Criticism of Hizbullah for putting up the statue was also voiced by Lebanese users on Twitter. Paula Nawfal, who writes in the Al-Nahar daily, tweeted: “A statue of Soleimani on the Lebanese border [with Israel]. What do you think? Imagine it: how would [Hizbullah’s] respond if we put up a statue of some American or Saudi figure?”[10]
Lebanese user Walid Ghanem tweeted: “What did Qassem Soleimani do for Lebanon to deserve having his statue [put up] in Maroun Al-Ras? Who is more important, Qassem Soleimani, or the martyrs of the Lebanese army who sacrificed their lives to liberate the land? Only they deserve a statue [in their honor].”[11]

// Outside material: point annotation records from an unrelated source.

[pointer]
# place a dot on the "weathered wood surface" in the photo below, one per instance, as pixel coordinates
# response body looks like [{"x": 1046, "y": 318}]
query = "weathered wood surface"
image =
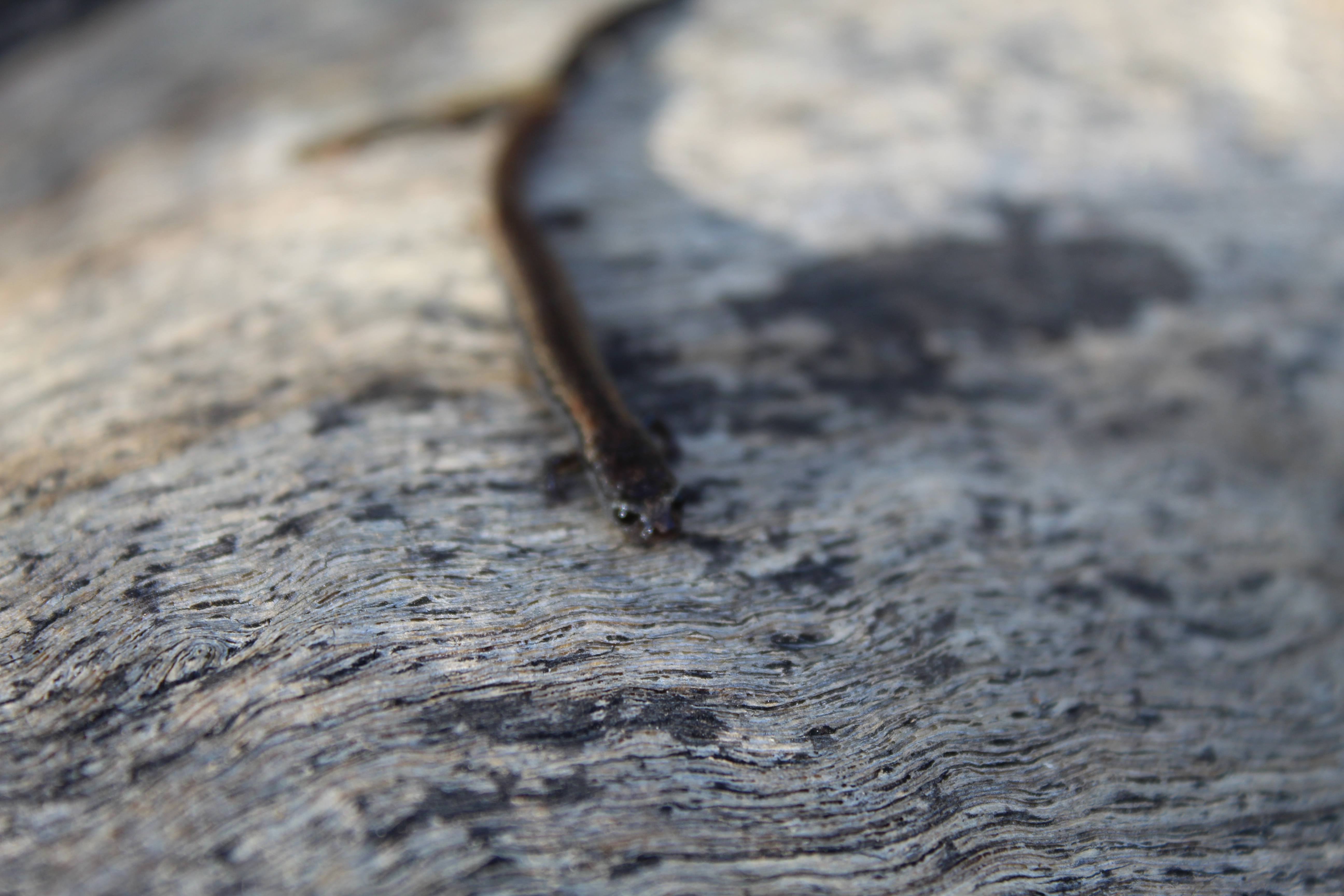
[{"x": 1005, "y": 343}]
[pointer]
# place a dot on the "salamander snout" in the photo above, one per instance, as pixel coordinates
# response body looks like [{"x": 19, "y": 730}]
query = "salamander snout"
[{"x": 652, "y": 520}]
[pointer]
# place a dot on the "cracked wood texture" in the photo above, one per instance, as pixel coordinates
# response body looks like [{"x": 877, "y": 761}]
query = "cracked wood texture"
[{"x": 1005, "y": 348}]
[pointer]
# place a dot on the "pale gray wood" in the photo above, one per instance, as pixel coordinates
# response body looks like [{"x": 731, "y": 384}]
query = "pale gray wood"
[{"x": 1005, "y": 347}]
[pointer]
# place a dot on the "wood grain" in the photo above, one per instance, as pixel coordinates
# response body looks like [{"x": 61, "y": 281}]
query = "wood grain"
[{"x": 1003, "y": 345}]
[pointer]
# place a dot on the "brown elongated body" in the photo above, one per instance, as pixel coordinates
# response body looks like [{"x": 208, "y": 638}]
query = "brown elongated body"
[{"x": 627, "y": 465}]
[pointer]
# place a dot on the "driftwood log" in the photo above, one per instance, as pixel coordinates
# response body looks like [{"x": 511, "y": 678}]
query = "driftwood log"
[{"x": 1006, "y": 350}]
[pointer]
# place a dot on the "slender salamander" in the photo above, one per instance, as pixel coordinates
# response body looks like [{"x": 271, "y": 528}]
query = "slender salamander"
[{"x": 624, "y": 461}]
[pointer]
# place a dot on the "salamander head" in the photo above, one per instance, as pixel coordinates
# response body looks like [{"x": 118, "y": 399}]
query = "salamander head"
[
  {"x": 651, "y": 520},
  {"x": 642, "y": 492}
]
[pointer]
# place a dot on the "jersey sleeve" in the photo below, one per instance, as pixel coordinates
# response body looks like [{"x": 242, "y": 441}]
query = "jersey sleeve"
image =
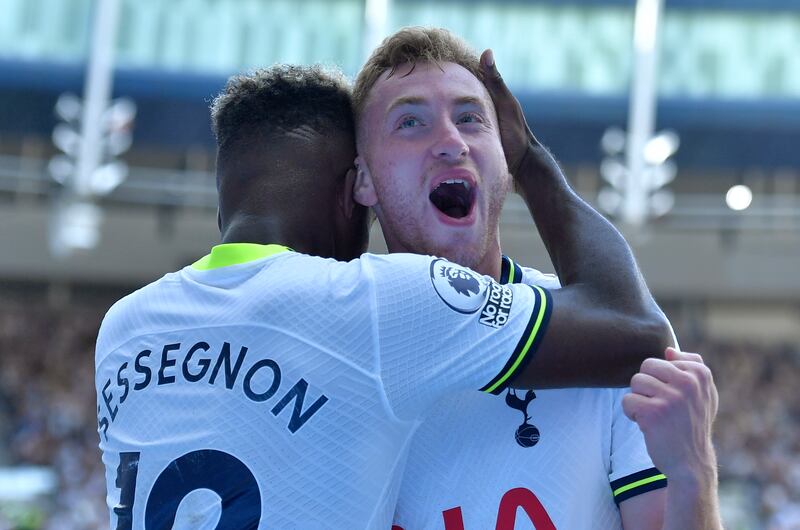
[
  {"x": 632, "y": 472},
  {"x": 442, "y": 327}
]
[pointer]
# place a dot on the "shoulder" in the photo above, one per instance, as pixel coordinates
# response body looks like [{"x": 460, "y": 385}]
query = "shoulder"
[
  {"x": 535, "y": 277},
  {"x": 119, "y": 320}
]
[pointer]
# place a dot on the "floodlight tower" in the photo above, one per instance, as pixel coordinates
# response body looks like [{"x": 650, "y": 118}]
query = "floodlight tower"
[
  {"x": 93, "y": 132},
  {"x": 376, "y": 19},
  {"x": 637, "y": 166}
]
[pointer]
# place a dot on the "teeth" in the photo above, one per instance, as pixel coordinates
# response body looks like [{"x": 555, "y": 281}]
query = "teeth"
[{"x": 457, "y": 181}]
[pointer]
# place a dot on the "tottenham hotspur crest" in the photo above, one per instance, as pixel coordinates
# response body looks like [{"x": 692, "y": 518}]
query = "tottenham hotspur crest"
[
  {"x": 527, "y": 435},
  {"x": 461, "y": 289}
]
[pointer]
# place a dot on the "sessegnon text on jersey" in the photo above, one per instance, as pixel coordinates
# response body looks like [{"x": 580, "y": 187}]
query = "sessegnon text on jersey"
[{"x": 202, "y": 363}]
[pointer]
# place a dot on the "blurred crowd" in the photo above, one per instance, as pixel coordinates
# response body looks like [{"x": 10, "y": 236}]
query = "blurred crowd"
[
  {"x": 47, "y": 399},
  {"x": 48, "y": 418}
]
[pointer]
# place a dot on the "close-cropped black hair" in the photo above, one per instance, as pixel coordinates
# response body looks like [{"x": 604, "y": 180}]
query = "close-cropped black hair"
[{"x": 282, "y": 98}]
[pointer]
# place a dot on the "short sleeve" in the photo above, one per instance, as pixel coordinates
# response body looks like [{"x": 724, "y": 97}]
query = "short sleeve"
[
  {"x": 442, "y": 327},
  {"x": 632, "y": 472}
]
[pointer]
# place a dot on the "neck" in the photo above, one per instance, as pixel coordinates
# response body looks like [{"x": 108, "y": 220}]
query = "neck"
[
  {"x": 490, "y": 263},
  {"x": 269, "y": 230}
]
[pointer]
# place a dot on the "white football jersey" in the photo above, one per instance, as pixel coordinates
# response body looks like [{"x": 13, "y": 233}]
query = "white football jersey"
[
  {"x": 546, "y": 459},
  {"x": 263, "y": 388}
]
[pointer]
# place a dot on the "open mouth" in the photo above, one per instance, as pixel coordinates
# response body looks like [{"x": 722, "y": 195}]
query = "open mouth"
[{"x": 454, "y": 198}]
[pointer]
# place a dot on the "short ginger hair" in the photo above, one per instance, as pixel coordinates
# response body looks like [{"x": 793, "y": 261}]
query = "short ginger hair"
[{"x": 408, "y": 46}]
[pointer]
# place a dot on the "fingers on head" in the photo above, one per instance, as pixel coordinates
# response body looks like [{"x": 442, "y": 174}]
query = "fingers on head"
[{"x": 645, "y": 385}]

Many Lebanese also tweeted under the hashtag “Lebanon is greater than your Soleimani.” Among them was user Abu Rimas, who tweeted: “The Lebanese will pay the price for Lebanon melting into Hizbullah’s mini-state and its joining of the Iranian axis. Sadly, we will pay very dearly.”[12]
Hizbullah Official: Iran Came To Lebanon’s Aid; Putting Up The Statue Is Legitimate
In response to the criticism, Hizbullah MP Anwar Jum’a said: “There are several streets in the capital Beirut named after enemies of Lebanon. Let’s replace the names of the streets named after the [French] generals Foch and Gouraud, who conquered Lebanon.”[13] He condemned what he called the ceaseless attacks on Iran, “which always extends aid to Lebanon when the Americans are throttling us. We have placed the monument in front of the [Israeli] occupier who [once] humiliated us and today does not dare to glance in our direction…”[14]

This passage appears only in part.